Analytical Constituents: protein 33.0%, crude fibres 1.2%, fat content 21%, crude ash 8.8%, Vitamin E 600mg/kg, omega-3 fatty acids 0.4%, omega-6 fatty acids 5.4%


----------



## Lilysmommy (Jan 7, 2009)

It's not an awful food, but I'm not sure I would consider it exactly good either, to be honest. It still has a LOT of fillers in there - white rice and brown rice are both fillers, as well as maize gluten (maize is corn, which is not at all a recommended ingredient in kibble for cats, dogs, or hedgehogs), and maize gluten, potato protein, and pea protein are all cheap ways to boost the protein content without adding more meat.

You could use it as a sort of "junk food" in a mix with another food, but I would definitely plan on getting at least one other better quality food. I have a friend in the UK who told me about this brand - http://www.canagan.co.uk/products.html Their cat foods are a bit high in protein and fat, but could be good in a mix. If you don't mind breaking up the dog food, they have a couple of good ones that would be fine to use as well, with lower protein & fat. http://www.canagan.co.uk/chicken.html and http://www.canagan.co.uk/light-senior.html There's still more filler veggies than I'd like, really, but at least meat is half of the food, and I prefer veggies over grains, especially corn. Especially for hedgehogs, which do fine with some veggies in their diet anyway. 

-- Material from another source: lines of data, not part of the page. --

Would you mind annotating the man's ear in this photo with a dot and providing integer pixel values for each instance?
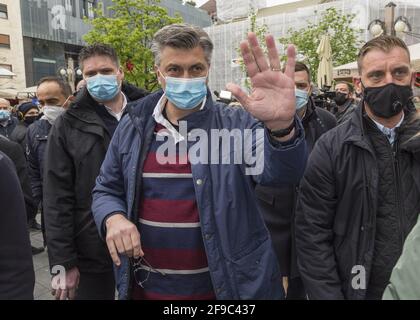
(69, 100)
(121, 73)
(158, 75)
(357, 83)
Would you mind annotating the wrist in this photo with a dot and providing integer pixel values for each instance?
(275, 125)
(112, 218)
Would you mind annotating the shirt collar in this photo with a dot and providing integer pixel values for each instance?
(389, 132)
(159, 118)
(118, 115)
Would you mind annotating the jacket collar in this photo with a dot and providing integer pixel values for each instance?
(357, 132)
(144, 111)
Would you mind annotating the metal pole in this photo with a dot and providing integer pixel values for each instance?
(389, 18)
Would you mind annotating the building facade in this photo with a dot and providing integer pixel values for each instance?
(11, 45)
(279, 19)
(44, 37)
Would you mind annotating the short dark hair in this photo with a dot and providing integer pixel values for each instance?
(98, 49)
(181, 36)
(300, 66)
(348, 84)
(64, 86)
(384, 43)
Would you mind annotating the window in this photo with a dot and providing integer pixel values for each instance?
(6, 66)
(87, 8)
(70, 7)
(4, 41)
(3, 11)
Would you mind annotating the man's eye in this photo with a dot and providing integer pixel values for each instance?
(400, 73)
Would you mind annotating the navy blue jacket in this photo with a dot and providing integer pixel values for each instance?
(239, 250)
(17, 277)
(8, 129)
(36, 143)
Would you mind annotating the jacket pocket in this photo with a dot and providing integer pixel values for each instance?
(257, 274)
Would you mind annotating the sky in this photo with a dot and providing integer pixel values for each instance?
(269, 2)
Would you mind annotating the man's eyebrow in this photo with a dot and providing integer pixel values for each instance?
(173, 65)
(401, 68)
(372, 72)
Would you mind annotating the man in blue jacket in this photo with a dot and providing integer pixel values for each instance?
(191, 199)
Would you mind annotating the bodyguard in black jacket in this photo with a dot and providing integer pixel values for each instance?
(76, 148)
(17, 277)
(360, 195)
(278, 204)
(14, 151)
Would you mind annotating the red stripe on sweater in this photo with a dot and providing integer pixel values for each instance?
(177, 211)
(176, 259)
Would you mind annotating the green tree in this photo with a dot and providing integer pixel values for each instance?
(130, 30)
(260, 30)
(343, 38)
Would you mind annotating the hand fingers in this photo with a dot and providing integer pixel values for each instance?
(72, 293)
(273, 55)
(113, 252)
(57, 294)
(135, 239)
(249, 61)
(128, 246)
(291, 62)
(239, 94)
(63, 295)
(257, 51)
(119, 245)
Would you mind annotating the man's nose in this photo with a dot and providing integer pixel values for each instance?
(389, 78)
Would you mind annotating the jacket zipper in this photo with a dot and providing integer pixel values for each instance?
(398, 191)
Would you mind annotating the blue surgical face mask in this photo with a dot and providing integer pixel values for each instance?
(4, 115)
(103, 88)
(186, 93)
(301, 98)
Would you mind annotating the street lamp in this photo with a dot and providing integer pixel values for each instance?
(376, 27)
(402, 25)
(389, 26)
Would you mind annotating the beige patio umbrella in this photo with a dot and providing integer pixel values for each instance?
(325, 68)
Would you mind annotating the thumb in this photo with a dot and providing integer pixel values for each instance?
(239, 94)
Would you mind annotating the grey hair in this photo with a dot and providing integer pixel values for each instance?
(181, 36)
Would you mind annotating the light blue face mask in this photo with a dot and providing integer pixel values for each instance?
(186, 93)
(4, 115)
(103, 88)
(301, 98)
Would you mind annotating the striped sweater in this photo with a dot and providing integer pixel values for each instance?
(175, 265)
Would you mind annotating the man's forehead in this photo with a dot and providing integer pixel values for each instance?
(341, 86)
(4, 103)
(381, 59)
(301, 76)
(178, 56)
(98, 61)
(49, 89)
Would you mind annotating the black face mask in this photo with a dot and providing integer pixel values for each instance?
(30, 119)
(340, 98)
(387, 101)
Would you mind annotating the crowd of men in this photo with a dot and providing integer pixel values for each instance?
(327, 217)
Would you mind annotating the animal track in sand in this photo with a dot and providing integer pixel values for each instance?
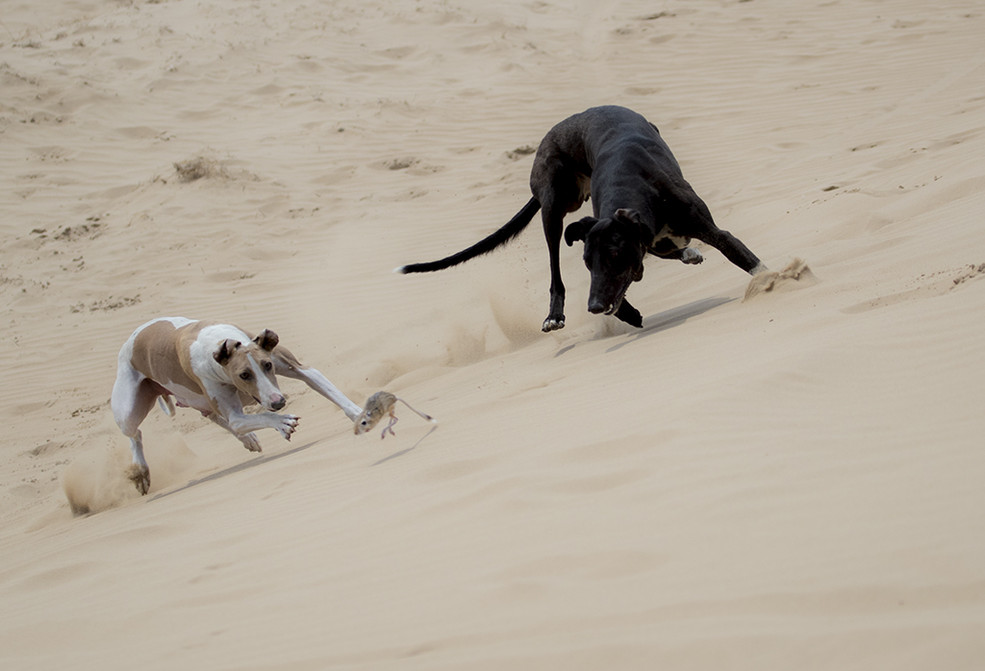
(797, 273)
(932, 284)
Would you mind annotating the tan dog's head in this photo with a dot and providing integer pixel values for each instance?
(250, 368)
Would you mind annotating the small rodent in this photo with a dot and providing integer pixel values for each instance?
(379, 404)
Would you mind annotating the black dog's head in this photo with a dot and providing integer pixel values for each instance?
(614, 251)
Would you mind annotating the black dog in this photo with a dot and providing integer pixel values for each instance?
(641, 201)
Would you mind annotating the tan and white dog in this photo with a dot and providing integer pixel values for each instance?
(214, 368)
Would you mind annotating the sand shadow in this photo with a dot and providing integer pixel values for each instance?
(659, 322)
(671, 318)
(246, 465)
(406, 450)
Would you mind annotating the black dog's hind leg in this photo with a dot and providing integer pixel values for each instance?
(733, 249)
(704, 229)
(553, 227)
(629, 314)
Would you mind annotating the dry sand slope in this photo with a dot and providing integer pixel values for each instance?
(788, 481)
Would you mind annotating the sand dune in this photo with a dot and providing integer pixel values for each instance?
(779, 480)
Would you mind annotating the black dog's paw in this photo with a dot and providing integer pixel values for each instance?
(629, 314)
(552, 324)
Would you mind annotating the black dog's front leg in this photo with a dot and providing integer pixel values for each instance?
(629, 314)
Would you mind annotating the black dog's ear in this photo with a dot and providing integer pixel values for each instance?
(627, 214)
(578, 230)
(225, 350)
(267, 340)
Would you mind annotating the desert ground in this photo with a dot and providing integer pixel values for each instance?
(792, 480)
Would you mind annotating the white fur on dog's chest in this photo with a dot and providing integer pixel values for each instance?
(665, 233)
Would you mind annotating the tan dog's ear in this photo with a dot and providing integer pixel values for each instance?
(225, 350)
(267, 340)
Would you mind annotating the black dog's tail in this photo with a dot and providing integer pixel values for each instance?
(512, 228)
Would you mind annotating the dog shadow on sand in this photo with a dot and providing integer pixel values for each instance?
(665, 320)
(673, 317)
(242, 466)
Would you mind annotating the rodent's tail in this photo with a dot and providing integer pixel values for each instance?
(512, 228)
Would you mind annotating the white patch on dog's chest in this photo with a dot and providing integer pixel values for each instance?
(188, 398)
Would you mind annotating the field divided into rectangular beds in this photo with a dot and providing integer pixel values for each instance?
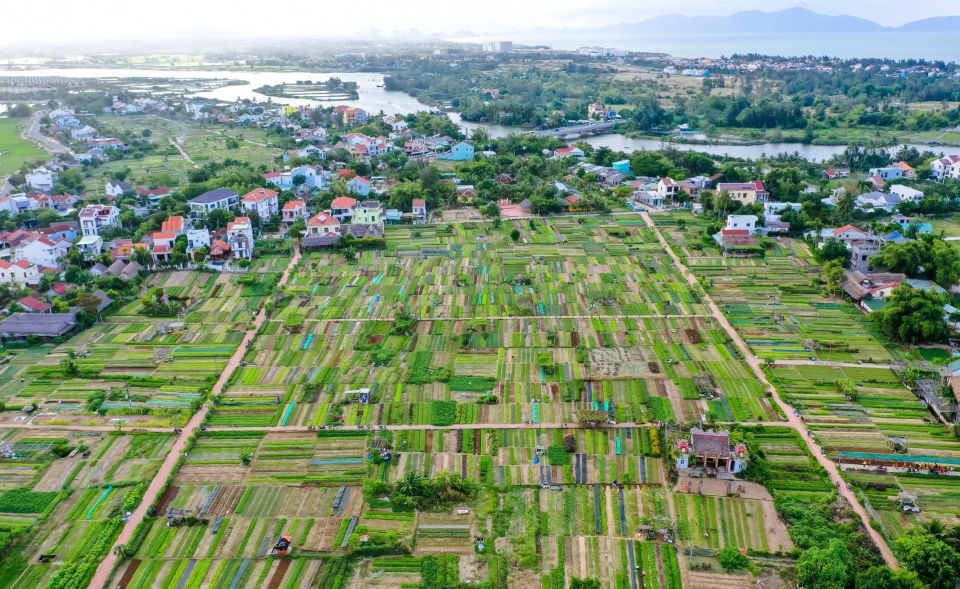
(883, 409)
(538, 369)
(771, 300)
(146, 370)
(66, 514)
(476, 271)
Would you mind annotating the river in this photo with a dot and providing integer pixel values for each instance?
(374, 98)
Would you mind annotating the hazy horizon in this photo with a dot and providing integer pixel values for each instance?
(218, 20)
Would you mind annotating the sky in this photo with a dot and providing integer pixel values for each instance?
(71, 21)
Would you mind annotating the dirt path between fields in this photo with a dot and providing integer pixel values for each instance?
(793, 421)
(102, 575)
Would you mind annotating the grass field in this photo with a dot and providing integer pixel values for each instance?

Edit: I'm sorry the Recommended Brands sticky isn't much help for you in the UK! I'll take a quick look now & see if I can find any brands that you may be able to look for that would be good. I have two weeks left of my school semester before I'm on break, but I'm planning to expand that sticky once I'm on break and have more time.


----------



## Lilysmommy (Jan 7, 2009)

Alright, I spent a while searching and finally managed to get a decent UK section done on the http://www.hedgehogcentral.com/forums/12-diet-nutrition/23042-recommended-foods-list.html sticky.  Still have some work to do on a couple new sections and on the US section, but I hope the UK one will help you out! Most of them should be either grain-free or use oatmeal or rice with no corn at all in the ingredients. Although, while searching, I realized that the one you posted here probably isn't too bad at all, so if you do have access to it and want to give it a shot, go ahead.  My biggest concerns are the maize gluten & the meat being such a small amount of the full product. But then, in the USA, they don't include percentages of any ingredients, they just list them in order of most weight, so it can be difficult to figure out how much meat there really is.


----------



## CashmereSkeleton (Nov 28, 2014)

Wow! Thank-you so much Lilysmommy. I was not expecting such a helpful reply.

After perusing your newly updated sticky, I think I have decided on the Orijen brand. I love the idea of using natural ingredients and there seems to be a high meat content.

You said that the protein level was a bit too high for a hedgie. What happens if a hedgehog's diet is too high in protein? And if you were to use this food for your hedgehog, what other foods would you give as well? http://www.orijen.ca/products/cat-food/dry-cat-food/cat-kitten/?lang=en-uk

I also like this brand http://www.lilyskitchen.co.uk/crunch-nibbles-for-cats-delicious-chicken. They appear to have less vegetable ingredients. I noticed 'Milk Thistle Seed' listed as an ingredient though. I don't know what it is but could it be harmful to a hedgehog? Would it be a good idea to use these two brands together maybe?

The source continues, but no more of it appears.